Date of Conferral

3-26-2025

Date of Award

March 2025

Degree

Doctor of Nursing Practice (DNP)

School

Nursing

Advisor

LILO FINK

Abstract

Summary This doctoral project developed a clinical practice guideline (CPG) to address the critical health issue of early identification of delirium among hospitalized high-risk patients. Hospital delirium is associated with prolonged hospital stay, increased nursing home or rehab use after hospitalization, and higher mortality. Evidence shows that systematic screening improves delirium identification among hospitalized high-risk adults. However, there was no clinical practice guideline for delirium screening at the project facility for high-risk, non-intensive care unit patients. Therefore, the practice-focused question for the project was, “Does the evidence support the development of a CPG for delirium screening in high-risk hospitalized patients that was validated by an expert panel via the Appraisal of Guidelines for Research and Evaluation (AGREE) II instrument and approved for use in the practice setting by end-users? The purpose of this project was to provide best practices for the early screening of delirium among hospitalized high-risk patients.
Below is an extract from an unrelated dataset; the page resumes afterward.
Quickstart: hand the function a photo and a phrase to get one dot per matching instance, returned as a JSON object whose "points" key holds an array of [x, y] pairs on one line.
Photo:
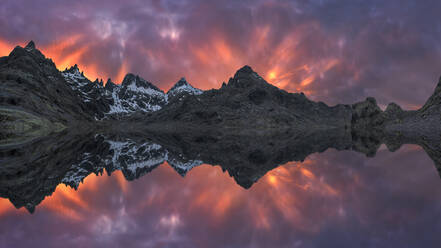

The Johns Hopkins evidence-based tool was used to organize the 20 articles of evidence supporting the project. An expert panel of four evaluated the CPG using the AGREE II Instrument. The results showed quality scores in all six domains ranging from 87.5% - 97.2%. The project's overall quality score was 89.2%, and the guideline was accepted for use in practice. Implications for nursing practice include the use of this CPG for enhanced identification of delirium to improve delirium outcomes by ensuring equitable screening of all high-risk patients. This project, therefore, aligns with social change goals of diversity, equity, and inclusion in care.